# Need opinion on which NIC dongle...



## Hypes (Dec 10, 2003)

Hi,

First time poster, long time lurker....yadda, yadda, yadda.

My wifey and I are buying a house which (unfortunatly) will be quite difficult to wire Cat5 network cable (it's doable, but will require more work than I would rather endure). Currently I have two Hughes D*TiVo's w/ the latest sw and I plan to "modify" the second one so I can have MRV and HMO once we get moved.

I noticed that TiVo had released a wireless adapter (TiVo Wireless G USB Network Adapter - http://www.tivo.com/2.7.1.asp). Would this work on my Hughes D*TiVo's...or would it be better if I stuck to using two Linksys USB200M v.2 10/100 Ethernet USB adapters, wire them into my router, and just suffer the pain of fishing wire?

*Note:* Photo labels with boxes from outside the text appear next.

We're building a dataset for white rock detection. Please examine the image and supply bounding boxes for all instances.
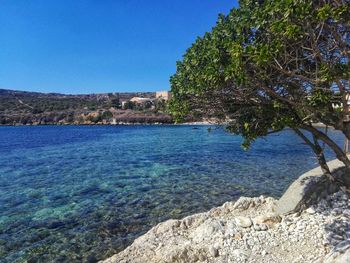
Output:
[235,219,253,228]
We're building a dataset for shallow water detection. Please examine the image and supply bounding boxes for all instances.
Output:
[0,126,342,262]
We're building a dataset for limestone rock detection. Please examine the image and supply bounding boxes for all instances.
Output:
[235,216,253,228]
[324,239,350,263]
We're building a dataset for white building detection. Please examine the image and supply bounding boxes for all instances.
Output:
[156,91,171,100]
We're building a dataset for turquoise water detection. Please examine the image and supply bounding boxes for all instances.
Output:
[0,126,342,262]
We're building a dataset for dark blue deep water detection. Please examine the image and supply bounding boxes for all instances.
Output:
[0,126,342,262]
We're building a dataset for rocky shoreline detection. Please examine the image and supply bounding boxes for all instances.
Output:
[101,161,350,263]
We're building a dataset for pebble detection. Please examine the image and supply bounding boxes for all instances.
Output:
[100,193,350,263]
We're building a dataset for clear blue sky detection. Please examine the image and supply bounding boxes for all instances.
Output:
[0,0,237,94]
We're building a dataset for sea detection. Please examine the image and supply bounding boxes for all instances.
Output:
[0,125,343,263]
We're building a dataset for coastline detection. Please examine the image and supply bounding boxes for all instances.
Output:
[100,160,350,263]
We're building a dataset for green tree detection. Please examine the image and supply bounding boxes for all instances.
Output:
[170,0,350,184]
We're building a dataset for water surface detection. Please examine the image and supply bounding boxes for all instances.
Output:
[0,126,342,262]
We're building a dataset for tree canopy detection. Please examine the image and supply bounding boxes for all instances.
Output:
[170,0,350,182]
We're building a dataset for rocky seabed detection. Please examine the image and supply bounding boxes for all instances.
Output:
[103,191,350,263]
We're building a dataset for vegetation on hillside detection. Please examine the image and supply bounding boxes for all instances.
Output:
[0,89,172,125]
[170,0,350,184]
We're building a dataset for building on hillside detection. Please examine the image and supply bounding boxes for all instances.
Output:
[156,91,171,100]
[130,97,152,104]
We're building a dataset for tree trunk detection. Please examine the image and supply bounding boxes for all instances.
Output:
[301,124,350,168]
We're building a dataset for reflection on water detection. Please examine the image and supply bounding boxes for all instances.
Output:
[0,126,341,262]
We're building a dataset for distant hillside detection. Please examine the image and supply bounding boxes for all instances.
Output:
[0,89,171,125]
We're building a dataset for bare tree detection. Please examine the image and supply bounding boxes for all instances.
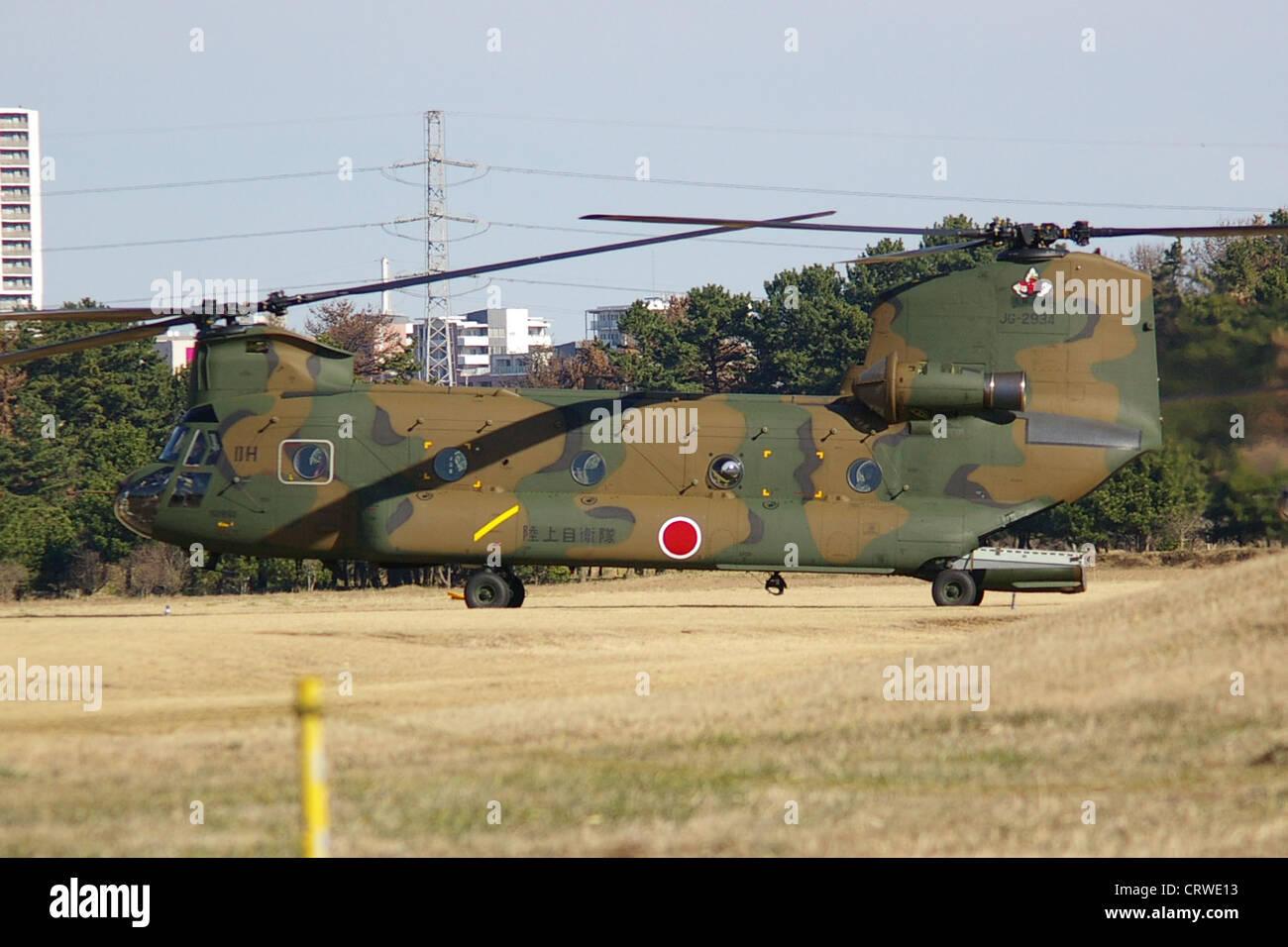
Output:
[304,299,417,381]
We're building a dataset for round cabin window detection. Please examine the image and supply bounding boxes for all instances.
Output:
[707,454,742,489]
[291,445,331,480]
[846,458,881,493]
[570,451,608,487]
[434,447,471,483]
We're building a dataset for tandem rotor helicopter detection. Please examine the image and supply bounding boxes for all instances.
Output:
[0,211,1288,608]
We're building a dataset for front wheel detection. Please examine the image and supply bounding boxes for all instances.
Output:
[465,570,514,608]
[930,570,983,605]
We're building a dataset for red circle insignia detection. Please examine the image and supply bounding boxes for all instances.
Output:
[657,517,702,559]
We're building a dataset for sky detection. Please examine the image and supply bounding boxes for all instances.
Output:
[0,0,1288,342]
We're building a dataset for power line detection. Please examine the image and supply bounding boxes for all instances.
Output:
[44,220,391,254]
[42,164,385,197]
[46,110,1288,149]
[44,161,1266,214]
[486,164,1265,214]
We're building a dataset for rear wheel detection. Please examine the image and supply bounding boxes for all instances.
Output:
[498,569,528,608]
[465,570,514,608]
[930,570,983,605]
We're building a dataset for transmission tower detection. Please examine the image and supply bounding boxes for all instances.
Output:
[417,111,456,385]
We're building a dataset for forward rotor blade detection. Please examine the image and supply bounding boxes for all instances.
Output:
[0,316,192,368]
[1090,224,1288,237]
[581,214,968,237]
[833,240,992,265]
[259,210,836,313]
[5,309,171,322]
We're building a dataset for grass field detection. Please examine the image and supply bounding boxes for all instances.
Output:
[0,554,1288,856]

I'm just looking for an opinioin. Thanks in advance.

-h


----------



## rbautch (Feb 6, 2004)

Wireless g adapters don't work with Dtivos. You can use the wired adapters with a wireless bridge, pick a compatible wireless adapter, or fish wire. Only older wireless adpaters will work, so you'll need to buy one off ebay if you go that route. Transfers and extractions will be noticeably slower with the wireless adapter.


----------



## stevecon (Apr 29, 2005)

Try using a USB NIC (Netgear FA120) and a wireless game adapter (Netgear WGE111) together as a "wireless bridge" (other brands/models work, too - this is my configuration). That arrangement will accomplish exactly what you want - at the higher 100M bandwidth you want.

Good luck


----------



## cheer (Nov 13, 2005)

> Need opinion on which NIC dongle...


Probably don't want to say that in a crowded bar.

I'm just saying.


----------